Una amiga de Linda de Estocolmo vino a pasar unos días a casa, ella y Linda se conocían desde hacía unos quince años, desde cuando Linda trabajaba en el Stadsteatern de Estocolmo. Su amiga era directora de escena, y hacía poco había hecho un cortometraje sobre un manuscrito de Linda. Traía a su hijo de un año, con intención de pasar en nuestra casa una semana o algo así. Yo apenas las veía, estaba encerrado en el salón desde por la mañana hasta por la noche. Todavía quedaba la posibilidad de que el libro saliera en otoño si yo cumplía con la fecha de entrega.

—Es fantástica —dijo Linda de su amiga una noche que estuvimos unos minutos a solas—. Consigue hacer cosas. Cuando se propone algo, siempre lo hace. Es justo lo contrario que yo. Pero podemos ayudarnos la una a la otra. Se nos han ocurrido muchas ideas. Es maravilloso tenerla aquí.

—Qué bien —dije.

—Y así tú también puedes trabajar todo lo que quieras —añadió.

—Sí —dije—. Eres muy generosa. Ya lo había pensado.

 

Una tarde que iba a mirar mi correo electrónico a la habitación, me topé con ellas en la entrada, venían de hacer compras.

—Estaba todo de oferta —dijo Linda—. Pero no he comprado gran cosa.

—Relájate —dije—. No he dicho nada.

—Cuando voy con ella —dijo, señalando con la cabeza a su amiga—, me siento muy segura. Ella me conoce muy bien. Sabe exactamente dónde están los límites entre lo que está bien y lo que está mal para mí.

La amiga sonrió.

—Linda es encantadora con todos los dependientes de las tiendas. Una vez he tenido que salir de la tienda por el apuro que me ha hecho pasar.

Linda se rió.

—¿Por eso has salido? Pero lo dicho —dijo, mirándome de nuevo—. Nada es caro ni extravagante. ¿Quieres verlo?

—No, ya lo veré después —contesté, y me metí en el despacho.

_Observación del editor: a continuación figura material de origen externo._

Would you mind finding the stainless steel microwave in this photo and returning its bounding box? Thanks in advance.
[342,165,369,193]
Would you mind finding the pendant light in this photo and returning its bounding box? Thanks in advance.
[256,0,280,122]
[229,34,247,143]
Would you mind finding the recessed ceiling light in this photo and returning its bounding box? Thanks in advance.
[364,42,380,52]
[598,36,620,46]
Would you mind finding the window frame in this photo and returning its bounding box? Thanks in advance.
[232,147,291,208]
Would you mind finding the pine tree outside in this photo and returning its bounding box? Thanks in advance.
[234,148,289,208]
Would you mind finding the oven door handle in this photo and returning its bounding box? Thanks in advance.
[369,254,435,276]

El piso se había ido llenando de cosas, el suelo del salón estaba casi cubierto de juguetes, ropa y toallas, lo mismo que las habitaciones de los niños y la entrada. Obviamente no podía decir nada, yo también era responsable de aquello, y en circunstancias normales habría pensado que podíamos dejarlo hasta darnos un tute de limpieza algún día, porque tenía que trabajar, no podía perder ni un par de horas, pero ahora que teníamos visita, era distinto. Me daba vergüenza cómo estaba la casa.

Se lo dije a Linda.

—¡No te preocupes por ella! —dijo—. Está acostumbrada a tener la casa desordenada. No le importa lo más mínimo. Y también nosotras estamos trabajando. Tenemos muchos planes. Y los llevaremos a cabo. Ella siempre acaba lo que empieza. Me viene muy bien.

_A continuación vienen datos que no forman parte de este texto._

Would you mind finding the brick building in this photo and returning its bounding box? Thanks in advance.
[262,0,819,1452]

Había en ella un tono que siempre aparecía cuando estaba de subidón, pero de alguna manera se apreciaba ahora mucho más. Un tono como ligero, despreocupado, con algo infantil, no mucho, sólo una leve pincelada, pero lo bastante para que yo lo encontrara molesto, porque entonces no podía contactar con ella, no estábamos conectados. A veces se lo decía, entonces se limitaba a sonreír diciendo que sabía a lo que me refería, y que intentaría estar más presente. Cuando era una niña siempre había tenido dentro un componente de niño adulto, esa niña que veía a través de los adultos y que mantenía la calma en la caótica existencia de éstos, así lo entendía yo por lo que ella me había contado, pero sobre todo por lo que había escrito, la niña adulta era el personaje principal. Ahora era adulta, y era como si ocurriera lo contrario, asumía el papel de adulta niña. Bueno, no es que hubiera mucho de eso, sólo un minúsculo atisbo, algo en ella que dejaba de considerar las consecuencias, que ya no se cuidaba tanto de que lo que decía fuera verdad o no, pequeños deslizamientos de la realidad que la hacían más divertida, más entretenida, más grande. Cuando implicaba a los niños y decía algo que ellos no deberían saber u oír, y yo la corregía, ella se corregía a sí misma de inmediato, diciendo: papá tiene razón, estoy tonta.